Thursday, April 3, 2025

Tesla’s deep dive

by damith
March 31, 2025 1:03 am 0 comment 11 views

US President Donald Trump with Tesla CEO Elon Musk at a Tesla promotional event at the White House grounds

Tesla took on a challenge when only a few other companies dared to make all-electric cars. Even Toyota, which pioneered hybrid cars with the Prius, waited until 2023 to unveil its first Battery Electric vehicle (BEV), the bizarrely named BZ4X, which is also marketed by Subaru under the “Solterra” branding.

Tesla, named after the electricity pioneer (there is another BEV start-up called Nikola, Tesla’s first name), built a BEV from the ground up.

Elon Musk, the South-African born genius who is also the main figure behind SpaceX, successfully took the behemoths of the car industry such as Toyota, GM, Chrysler, VW and Nissan-Renault to launch a BEV, when most of these companies had not even thought of one. Contrary to popular opinion, Musk is not the “owner” of Tesla but he owns a lot of stock in the company and is its “face” to the outside world.

Tesla’s first car was the Roadster in 2008, which was based at that time on a Lotus chassis. Since then, a Tesla Roadster has been sent to space by SpaceX. The Roadster was rather expensive, but Tesla later introduced the Model S (no longer produced in Right hand Drive), Model 3 (the least expensive Tesla at US$ 35,000), Model X (with infamous gull wing doors) and Model Y, a crossover. Tesla is still the leading BEV car brand, but China’s BYD is tugging at its heels.

Tesla’s fortunes have experienced a rapid decline in almost all markets in recent days as Musk’s destructive streak as the de-facto head of the US Department of Government Efficiency (DOGE) has hogged headlines worldwide.

Musk, who pumped more than US$ 300 million to the election campaign of US President Donald Trump, has fired thousands of Federal employees through DOGE, spoken in support of Far Right parties in Germany and the rest of Europe, publicly made what appeared to be a Nazi salute and in his own words, “fed the USAID to the wood chipper”. These actions have not gone down well with most people in the US, including many of those who support President Trump’s Make America Great Again (MAGA) campaign.

Musk’s activism has led many Tesla owners to get rid of their cars as fast as possible, lest they also be seen as “accomplices” in some of the outrageous acts. Some, without selling their cars, have pasted bumper stickers to the effect that they bought the Tesla(s) “before Elon went crazy”.

There have been many anti-Musk demonstrations opposite Tesla lots in the US and elsewhere. Quite a few Tesla cars, superchargers and dealerships have been vandalised and set on fire, which prompted warnings from President Donald Trump and Attorney General Pam Bondi that the perpetrators would be considered as “domestic terrorists” liable to face a long jail sentence up to 20 years. Tesla stocks have tanked in the middle of all this, wiping billions of dollars off Tesla’s balance books and Musk’s personal wealth, which is mostly held in the form of stocks.

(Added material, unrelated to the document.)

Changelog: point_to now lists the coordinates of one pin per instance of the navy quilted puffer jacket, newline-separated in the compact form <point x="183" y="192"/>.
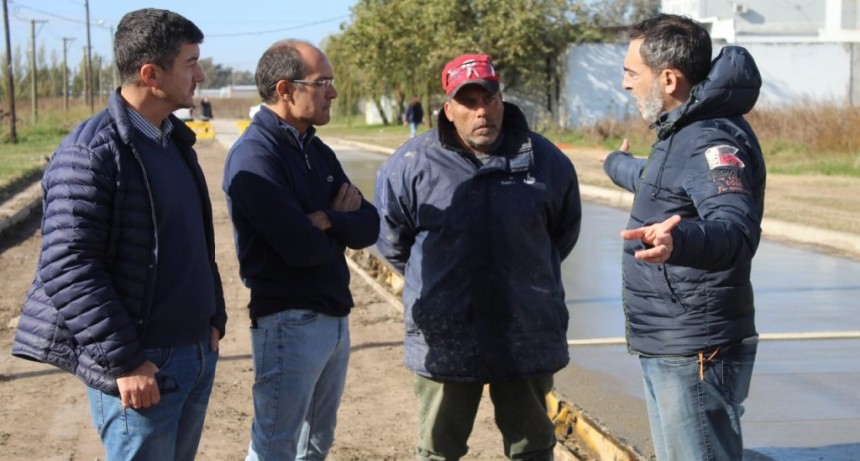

There have been suggestions that Musk should step down from the reins at Tesla and hand it over to someone recruited from outside, as ride-hailing firm Uber did in the case of Travis Kalanick, its founder CEO who was mired in trouble and controversy.

But Musk is perhaps too invested – and not only in monetary terms – to give up control of Tesla to an outsider. Critics have also argued that by remaining on the Tesla board, Musk may potentially face conflict of interest as well, since the US Defence Forces have expressed interest in buying Tesla’s controversial Cybertrucks in a deal valued at US$ 400 million.

While it is true that having someone else as the CEO might actually ward off Tesla’s politically-connected troubles, issues such as the Cybertruck recall hints at a far greater malaise within Tesla.

But those who attack Tesla vehicles and forecourts over their disagreements with its CEO are missing the wood for the trees. Apart from the ugly Cybertruck, all other Teslas are truly world class products that the competitors are catching up to only now. Its self-driving technology and robo-taxi services are still a work in progress, mainly because of regulatory hurdles that are in place worldwide. Tesla vehicles must be weighed on their own merits and demerits, not on the worst impulsions of its maverick CEO.